E-commerce et service client
La situation : chatbot de support, assistant de recherche produit, descriptions de catalogue générées automatiquement.
Ce qu'il faut faire : annoncer dès le premier message que l'interlocuteur est une machine, et prévoir un passage vers un humain. Les fiches produits générées en masse, sans relecture, entrent dans l'obligation de marquage.
Médias et édition
La situation : articles rédigés ou traduits avec l'IA, illustrations de synthèse, voix off générées.
Ce qu'il faut faire : c'est le seul secteur où l'exemption éditoriale joue vraiment, et uniquement sur les textes traitant de questions d'intérêt public : contrôle humain et responsabilité éditoriale identifiée suffisent alors. Les illustrations de synthèse et les voix off générées, elles, restent soumises à la divulgation.
RH et recrutement
La situation : tri automatisé de candidatures, scoring de CV, évaluation de performance assistée, outil de présélection intégré à votre ATS.
Ce qu'il faut faire : c'est du haut risque, même si vous utilisez un outil du marché sans l'avoir développé. Vous êtes déployeur : supervision humaine effective, information des candidats et des représentants du personnel, conservation des journaux six mois minimum.
Banque, assurance et finance
La situation : scoring de dossiers de crédit, tarification assurantielle automatisée, détection de fraude qui refuse une opération.
Ce qu'il faut faire : haut risque au titre de l'accès aux services essentiels, avec en plus l'analyse d'impact sur les droits fondamentaux (FRIA). Au Luxembourg, la CSSF s'ajoute à la CNPD, et les régimes DORA et MiFID II se cumulent.
Collectivités et secteur public
La situation : chatbot de renseignement citoyen d'un côté, aide à l'instruction de dossiers d'aide sociale de l'autre.

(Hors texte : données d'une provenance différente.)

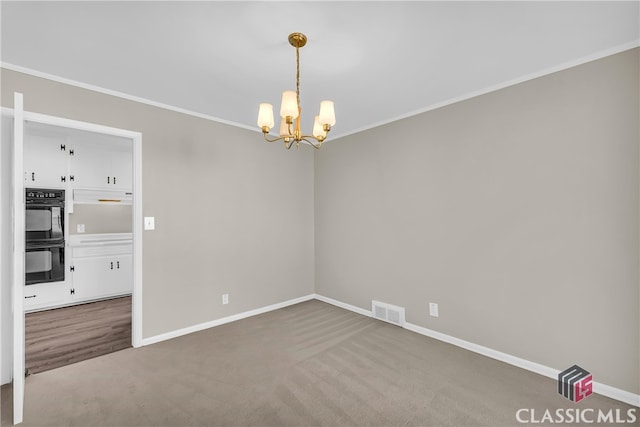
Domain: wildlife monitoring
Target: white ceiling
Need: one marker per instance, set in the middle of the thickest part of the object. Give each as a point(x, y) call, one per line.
point(378, 61)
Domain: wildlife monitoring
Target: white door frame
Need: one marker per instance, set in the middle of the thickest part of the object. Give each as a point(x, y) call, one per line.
point(20, 117)
point(17, 278)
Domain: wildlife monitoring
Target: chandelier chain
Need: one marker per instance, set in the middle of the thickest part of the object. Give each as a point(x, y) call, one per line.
point(298, 76)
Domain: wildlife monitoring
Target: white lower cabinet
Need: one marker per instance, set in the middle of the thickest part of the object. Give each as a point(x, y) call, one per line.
point(101, 276)
point(101, 266)
point(46, 295)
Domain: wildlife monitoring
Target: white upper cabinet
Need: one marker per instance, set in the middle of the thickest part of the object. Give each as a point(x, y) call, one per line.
point(102, 162)
point(45, 158)
point(59, 157)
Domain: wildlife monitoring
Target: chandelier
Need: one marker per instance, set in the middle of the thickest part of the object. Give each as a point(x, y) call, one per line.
point(290, 110)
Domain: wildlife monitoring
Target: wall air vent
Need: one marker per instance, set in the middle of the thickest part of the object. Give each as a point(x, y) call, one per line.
point(387, 312)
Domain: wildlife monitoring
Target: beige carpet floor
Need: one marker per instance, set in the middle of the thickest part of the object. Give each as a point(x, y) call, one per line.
point(311, 364)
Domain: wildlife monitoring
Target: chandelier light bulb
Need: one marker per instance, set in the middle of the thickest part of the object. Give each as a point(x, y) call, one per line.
point(265, 115)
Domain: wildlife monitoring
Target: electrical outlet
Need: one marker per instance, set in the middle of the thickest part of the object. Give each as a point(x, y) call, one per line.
point(149, 223)
point(433, 309)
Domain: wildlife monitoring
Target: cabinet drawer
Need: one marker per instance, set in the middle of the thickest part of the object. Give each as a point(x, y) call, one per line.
point(103, 250)
point(46, 295)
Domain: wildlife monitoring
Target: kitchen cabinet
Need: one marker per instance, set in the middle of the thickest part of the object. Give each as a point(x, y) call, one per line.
point(56, 157)
point(45, 158)
point(104, 162)
point(101, 266)
point(46, 295)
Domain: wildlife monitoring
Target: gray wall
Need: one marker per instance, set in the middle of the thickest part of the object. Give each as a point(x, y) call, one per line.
point(233, 214)
point(516, 211)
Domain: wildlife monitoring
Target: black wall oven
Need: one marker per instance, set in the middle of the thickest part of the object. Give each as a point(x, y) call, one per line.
point(44, 225)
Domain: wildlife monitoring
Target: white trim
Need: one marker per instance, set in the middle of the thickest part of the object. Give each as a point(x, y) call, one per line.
point(569, 64)
point(136, 297)
point(122, 95)
point(78, 125)
point(202, 326)
point(344, 305)
point(17, 279)
point(493, 88)
point(602, 389)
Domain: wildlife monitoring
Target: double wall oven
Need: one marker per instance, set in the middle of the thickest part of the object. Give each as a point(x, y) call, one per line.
point(45, 244)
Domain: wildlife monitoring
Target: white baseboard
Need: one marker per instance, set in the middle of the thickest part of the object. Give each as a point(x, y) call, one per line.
point(222, 321)
point(343, 305)
point(603, 389)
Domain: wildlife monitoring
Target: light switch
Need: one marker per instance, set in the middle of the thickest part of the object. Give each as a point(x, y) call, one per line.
point(149, 223)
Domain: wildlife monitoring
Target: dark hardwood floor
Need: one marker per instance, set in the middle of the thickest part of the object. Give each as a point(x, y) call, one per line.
point(62, 336)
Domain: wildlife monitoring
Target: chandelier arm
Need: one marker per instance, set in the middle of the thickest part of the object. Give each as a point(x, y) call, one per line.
point(311, 143)
point(274, 139)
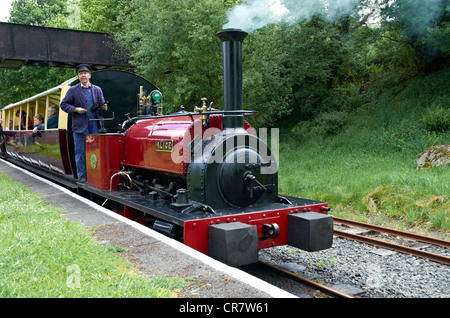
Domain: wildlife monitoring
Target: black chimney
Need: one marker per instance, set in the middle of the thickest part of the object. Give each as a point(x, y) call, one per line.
point(232, 76)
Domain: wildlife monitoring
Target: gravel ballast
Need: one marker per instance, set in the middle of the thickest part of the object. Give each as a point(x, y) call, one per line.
point(394, 275)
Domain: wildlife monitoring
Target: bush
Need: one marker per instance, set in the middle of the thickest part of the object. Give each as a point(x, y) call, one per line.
point(436, 118)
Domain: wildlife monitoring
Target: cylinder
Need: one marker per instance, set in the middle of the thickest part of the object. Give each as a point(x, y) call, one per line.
point(232, 76)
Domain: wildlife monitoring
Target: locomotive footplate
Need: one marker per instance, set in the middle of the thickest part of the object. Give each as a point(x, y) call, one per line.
point(299, 222)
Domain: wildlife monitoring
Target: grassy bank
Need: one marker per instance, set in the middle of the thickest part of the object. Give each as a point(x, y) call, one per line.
point(44, 255)
point(365, 167)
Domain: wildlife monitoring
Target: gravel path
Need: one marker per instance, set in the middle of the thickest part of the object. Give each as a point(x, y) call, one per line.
point(347, 262)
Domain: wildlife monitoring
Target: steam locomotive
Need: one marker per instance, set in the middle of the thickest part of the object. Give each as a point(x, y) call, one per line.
point(201, 177)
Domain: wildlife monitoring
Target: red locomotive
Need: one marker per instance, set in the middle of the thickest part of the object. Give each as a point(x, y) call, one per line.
point(202, 177)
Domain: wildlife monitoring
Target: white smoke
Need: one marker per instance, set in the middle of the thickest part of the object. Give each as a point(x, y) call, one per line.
point(254, 14)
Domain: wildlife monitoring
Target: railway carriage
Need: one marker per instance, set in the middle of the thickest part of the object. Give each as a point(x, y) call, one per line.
point(201, 177)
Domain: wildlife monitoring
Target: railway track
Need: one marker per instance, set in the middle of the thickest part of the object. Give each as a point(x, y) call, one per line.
point(392, 246)
point(303, 280)
point(330, 291)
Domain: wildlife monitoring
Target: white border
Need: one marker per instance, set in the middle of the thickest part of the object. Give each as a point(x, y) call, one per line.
point(246, 278)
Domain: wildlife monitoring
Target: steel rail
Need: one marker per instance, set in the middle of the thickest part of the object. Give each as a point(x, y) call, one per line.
point(306, 280)
point(399, 248)
point(417, 237)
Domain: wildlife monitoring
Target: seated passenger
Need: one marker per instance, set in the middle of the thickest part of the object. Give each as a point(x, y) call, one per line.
point(52, 121)
point(38, 124)
point(23, 121)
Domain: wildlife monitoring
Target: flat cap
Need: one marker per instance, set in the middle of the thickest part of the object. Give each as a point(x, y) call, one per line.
point(83, 67)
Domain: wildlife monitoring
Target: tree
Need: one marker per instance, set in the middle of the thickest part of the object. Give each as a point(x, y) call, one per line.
point(421, 28)
point(173, 44)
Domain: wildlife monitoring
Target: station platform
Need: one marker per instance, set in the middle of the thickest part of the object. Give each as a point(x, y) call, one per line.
point(153, 253)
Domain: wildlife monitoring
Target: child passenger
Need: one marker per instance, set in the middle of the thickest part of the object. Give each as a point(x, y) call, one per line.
point(38, 124)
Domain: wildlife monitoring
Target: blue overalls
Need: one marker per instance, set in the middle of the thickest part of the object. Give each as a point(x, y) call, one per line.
point(92, 128)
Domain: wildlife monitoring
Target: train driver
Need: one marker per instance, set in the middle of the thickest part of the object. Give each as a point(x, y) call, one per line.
point(82, 101)
point(52, 121)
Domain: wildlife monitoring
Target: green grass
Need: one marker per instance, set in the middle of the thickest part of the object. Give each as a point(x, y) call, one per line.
point(44, 255)
point(366, 170)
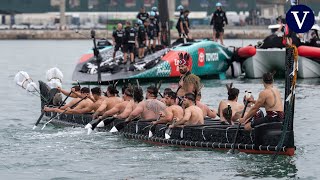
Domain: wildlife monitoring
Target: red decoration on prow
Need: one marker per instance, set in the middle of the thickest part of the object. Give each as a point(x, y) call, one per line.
point(201, 57)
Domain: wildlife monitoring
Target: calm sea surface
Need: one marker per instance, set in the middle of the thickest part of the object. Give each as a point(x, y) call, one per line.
point(69, 153)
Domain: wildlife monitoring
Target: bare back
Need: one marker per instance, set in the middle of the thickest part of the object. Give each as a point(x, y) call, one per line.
point(194, 115)
point(176, 111)
point(235, 106)
point(271, 99)
point(152, 108)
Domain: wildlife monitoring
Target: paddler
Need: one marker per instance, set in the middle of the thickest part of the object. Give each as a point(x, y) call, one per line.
point(86, 107)
point(270, 99)
point(127, 95)
point(172, 111)
point(150, 108)
point(232, 101)
point(109, 102)
point(192, 114)
point(189, 83)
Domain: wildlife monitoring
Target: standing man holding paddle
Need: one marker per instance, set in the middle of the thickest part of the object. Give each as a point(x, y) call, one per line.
point(270, 99)
point(189, 83)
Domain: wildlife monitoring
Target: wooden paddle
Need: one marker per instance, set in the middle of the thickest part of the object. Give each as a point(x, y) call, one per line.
point(248, 95)
point(48, 102)
point(63, 112)
point(121, 125)
point(96, 123)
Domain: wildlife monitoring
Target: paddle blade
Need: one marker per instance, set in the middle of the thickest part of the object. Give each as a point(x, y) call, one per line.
point(106, 122)
point(152, 129)
point(54, 83)
point(88, 126)
point(89, 131)
point(22, 79)
point(150, 134)
point(167, 134)
point(119, 126)
point(113, 130)
point(101, 124)
point(54, 73)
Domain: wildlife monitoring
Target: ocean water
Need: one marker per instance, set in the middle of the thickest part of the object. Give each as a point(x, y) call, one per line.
point(69, 153)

Ce qu'il faut faire : le chatbot relève de la transparence, applicable depuis le 2 août 2026. L'aide à l'instruction qui influence l'attribution d'une prestation bascule en haut risque, avec analyse d'impact obligatoire pour les organismes publics. La frontière tient à l'effet sur la personne, pas à la technologie.
La question qui tranche presque tous les cas
Posez-vous une seule question : est-ce que ce système décide, ou aide à décider, quelque chose qui affecte une personne ?

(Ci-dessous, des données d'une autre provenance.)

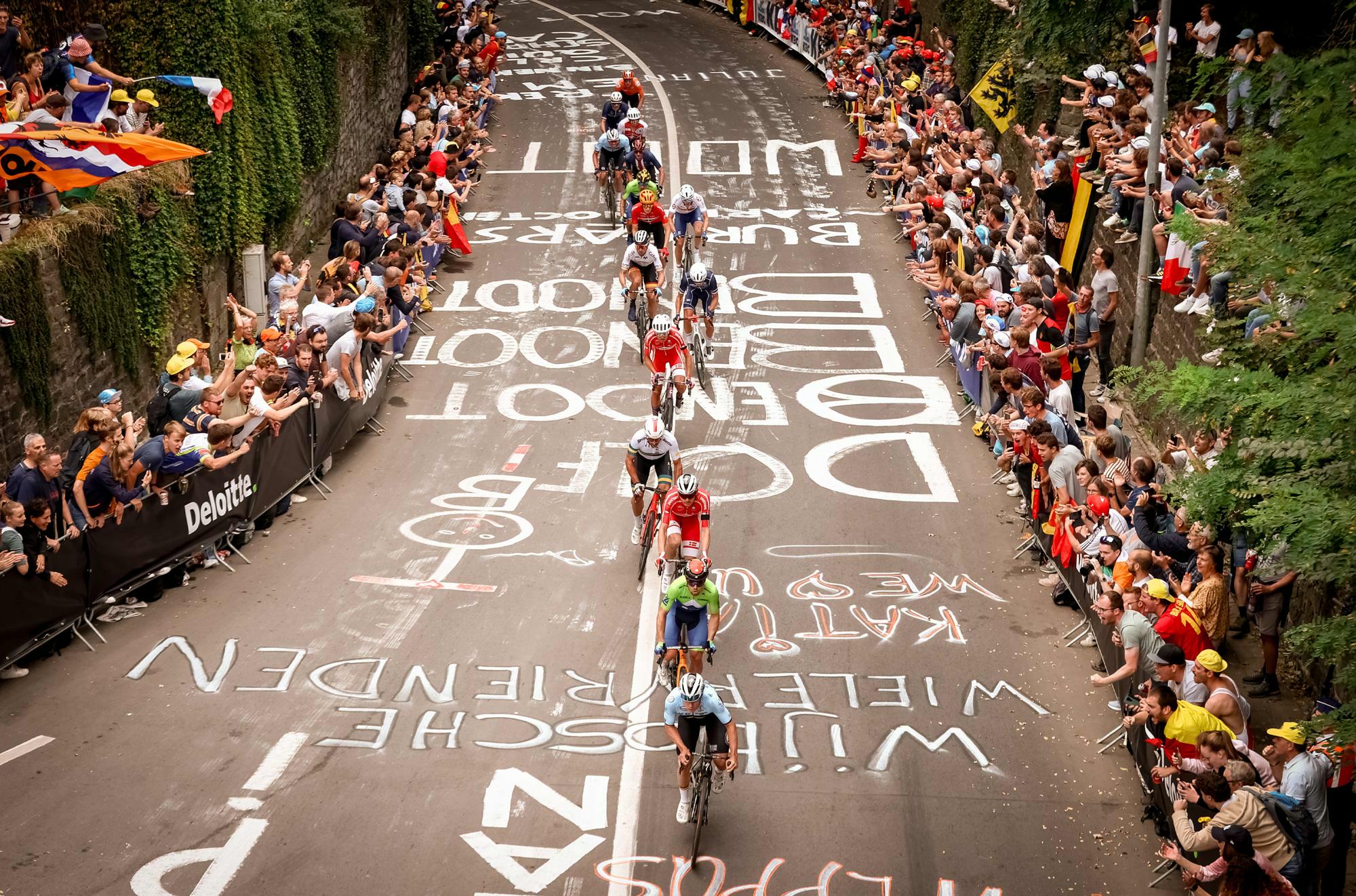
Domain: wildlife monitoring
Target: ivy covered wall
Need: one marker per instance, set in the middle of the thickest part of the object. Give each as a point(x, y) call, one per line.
point(140, 268)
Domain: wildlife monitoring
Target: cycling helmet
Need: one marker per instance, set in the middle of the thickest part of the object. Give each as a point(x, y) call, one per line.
point(691, 688)
point(696, 574)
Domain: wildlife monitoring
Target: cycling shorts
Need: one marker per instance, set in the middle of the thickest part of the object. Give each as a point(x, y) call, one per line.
point(707, 300)
point(690, 532)
point(690, 726)
point(696, 623)
point(647, 273)
point(669, 359)
point(684, 220)
point(662, 467)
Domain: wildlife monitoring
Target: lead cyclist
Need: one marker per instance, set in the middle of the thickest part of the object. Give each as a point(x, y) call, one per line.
point(688, 212)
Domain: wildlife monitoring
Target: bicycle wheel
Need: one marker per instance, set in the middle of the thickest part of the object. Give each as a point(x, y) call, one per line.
point(647, 536)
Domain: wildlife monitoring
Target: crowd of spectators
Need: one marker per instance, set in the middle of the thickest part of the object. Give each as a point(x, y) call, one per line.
point(1171, 590)
point(216, 398)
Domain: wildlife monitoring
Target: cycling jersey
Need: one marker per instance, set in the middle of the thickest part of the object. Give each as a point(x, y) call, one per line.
point(710, 706)
point(654, 215)
point(623, 146)
point(680, 596)
point(650, 258)
point(687, 207)
point(614, 113)
point(641, 445)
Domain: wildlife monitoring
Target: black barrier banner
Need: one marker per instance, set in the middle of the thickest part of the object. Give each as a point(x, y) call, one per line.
point(340, 421)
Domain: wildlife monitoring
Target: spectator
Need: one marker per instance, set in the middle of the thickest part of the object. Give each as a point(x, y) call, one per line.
point(1304, 776)
point(1224, 700)
point(1137, 638)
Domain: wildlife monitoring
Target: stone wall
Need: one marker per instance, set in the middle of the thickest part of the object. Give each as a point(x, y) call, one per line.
point(371, 100)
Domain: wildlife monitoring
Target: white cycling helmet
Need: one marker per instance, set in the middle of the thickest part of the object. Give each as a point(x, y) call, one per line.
point(687, 485)
point(692, 687)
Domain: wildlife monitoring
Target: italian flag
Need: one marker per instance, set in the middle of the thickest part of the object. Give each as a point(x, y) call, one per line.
point(1176, 266)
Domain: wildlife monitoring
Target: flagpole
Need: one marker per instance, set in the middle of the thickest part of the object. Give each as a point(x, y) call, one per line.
point(1157, 116)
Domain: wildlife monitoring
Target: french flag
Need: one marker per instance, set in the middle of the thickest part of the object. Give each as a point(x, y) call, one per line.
point(219, 98)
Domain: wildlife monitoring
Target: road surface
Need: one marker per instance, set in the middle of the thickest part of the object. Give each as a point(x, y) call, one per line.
point(439, 681)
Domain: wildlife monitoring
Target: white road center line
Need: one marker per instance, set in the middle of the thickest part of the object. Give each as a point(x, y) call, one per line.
point(26, 748)
point(633, 761)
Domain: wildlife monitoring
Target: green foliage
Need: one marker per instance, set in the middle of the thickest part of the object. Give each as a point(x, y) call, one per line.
point(29, 342)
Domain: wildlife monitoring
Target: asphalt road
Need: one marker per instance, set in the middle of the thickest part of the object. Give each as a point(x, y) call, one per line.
point(437, 680)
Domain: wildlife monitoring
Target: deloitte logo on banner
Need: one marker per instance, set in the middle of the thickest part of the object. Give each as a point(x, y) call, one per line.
point(220, 502)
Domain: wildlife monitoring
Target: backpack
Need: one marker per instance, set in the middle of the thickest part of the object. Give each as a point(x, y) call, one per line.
point(1290, 817)
point(158, 410)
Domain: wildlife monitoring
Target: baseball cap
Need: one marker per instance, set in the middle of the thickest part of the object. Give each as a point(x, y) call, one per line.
point(1290, 731)
point(1157, 589)
point(178, 365)
point(1236, 836)
point(1170, 655)
point(1212, 661)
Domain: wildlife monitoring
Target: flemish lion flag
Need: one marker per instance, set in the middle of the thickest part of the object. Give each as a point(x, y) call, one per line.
point(996, 94)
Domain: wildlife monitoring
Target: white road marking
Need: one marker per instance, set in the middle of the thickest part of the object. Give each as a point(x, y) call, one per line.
point(277, 761)
point(633, 761)
point(26, 748)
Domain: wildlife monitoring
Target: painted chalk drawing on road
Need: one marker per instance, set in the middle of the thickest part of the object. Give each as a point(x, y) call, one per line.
point(508, 708)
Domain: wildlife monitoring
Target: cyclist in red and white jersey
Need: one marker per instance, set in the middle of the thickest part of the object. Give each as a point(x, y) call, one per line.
point(685, 523)
point(665, 348)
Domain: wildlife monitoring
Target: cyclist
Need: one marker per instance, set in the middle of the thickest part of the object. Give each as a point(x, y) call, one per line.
point(641, 268)
point(647, 215)
point(699, 285)
point(633, 125)
point(666, 349)
point(610, 154)
point(687, 525)
point(631, 90)
point(688, 211)
point(691, 707)
point(653, 448)
point(641, 180)
point(612, 112)
point(696, 604)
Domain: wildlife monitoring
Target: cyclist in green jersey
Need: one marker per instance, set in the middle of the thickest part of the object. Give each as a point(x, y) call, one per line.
point(695, 603)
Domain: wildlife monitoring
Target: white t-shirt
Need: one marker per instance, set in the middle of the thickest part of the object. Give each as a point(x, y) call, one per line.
point(1210, 45)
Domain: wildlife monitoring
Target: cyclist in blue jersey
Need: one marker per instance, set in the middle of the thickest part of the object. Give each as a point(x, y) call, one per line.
point(610, 155)
point(614, 112)
point(691, 707)
point(699, 287)
point(690, 215)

- Oui, sur un domaine de l'annexe III (emploi, crédit, santé, éducation, justice, services sociaux, biométrie) : haut risque, échéance décembre 2027, chantier de fond à lancer maintenant.
- Non, mais le système parle aux gens ou produit du contenu : transparence, applicable depuis le 2 août 2026, chantier de quelques jours.
- Non, et aucun contact avec des personnes (antispam, logistique interne, optimisation technique) : rien au titre de l'AI Act, le RGPD continue de s'appliquer.
Le piège classique : un outil acheté sur étagère et jamais qualifié. Vous n'avez pas développé l'IA, mais vous en êtes le déployeur, et les obligations vous incombent.
En 30 secondes : suis-je concerné par l'AI Act ?
Tableau de décision rapide selon votre usage de l'IA. Si plusieurs lignes vous concernent, c'est la plus contraignante qui s'applique.
| Votre situation IA | Vous êtes | Échéance | Premier geste |
|---|---|---|---|
| Usage prohibé : notation sociale, manipulation cognitive, biométrie en temps réel en espace public hors cas autorisés. | Interdit | Effectif depuis le 2 février 2025 | Arrêter l'usage immédiatement. |
| Vous fournissez un modèle d'IA à usage général (GPAI) au-dessus des seuils Commission, ou un GPAI à risque systémique. | Concerné | Effectif depuis le 2 août 2025 | Documenter le modèle (article 53), résumé des données d'entraînement, politique droit d'auteur. |
| Système IA haut risque annexe III : tri de CV, scoring crédit, diagnostic santé, évaluation scolaire, justice, biométrie d'identification. | Concerné | 2 décembre 2027 (Digital Omnibus) | Inventaire + classification (méthodologie étapes 1 et 2). |
| Système IA intégré à un produit réglementé annexe I : dispositif médical, machine industrielle, jouet, véhicule, ascenseur. | Concerné | 2 août 2028 | Évaluation de conformité avec le régime sectoriel du produit. |
| Risque limité : chatbot client, génération de contenu marketing, recommandation produit, deepfake clairement identifié. | Concerné | Effectif depuis le 2 août 2026 (marquage machine des systèmes antérieurs : 2 décembre 2026) | Informer l'utilisateur qu'il interagit avec une IA, marquer les contenus de synthèse, étiqueter les hypertrucages. |
| Risque minimal : filtre antispam, IA de jeu, optimisation logistique interne sans impact sur des personnes. | Non concerné | - | Aucune obligation spécifique. Bonnes pratiques volontaires recommandées. |
Cas particulier PME et entreprises de moins de 750 employés : le Digital Omnibus a étendu les facilités initialement réservées aux PME (sandboxes, accompagnement national, allègement documentaire) aux entreprises de moins de 750 salariés. Les montants des sanctions appliquent la règle du moindre entre pourcentage du CA mondial et plafond fixe (article 99(6)).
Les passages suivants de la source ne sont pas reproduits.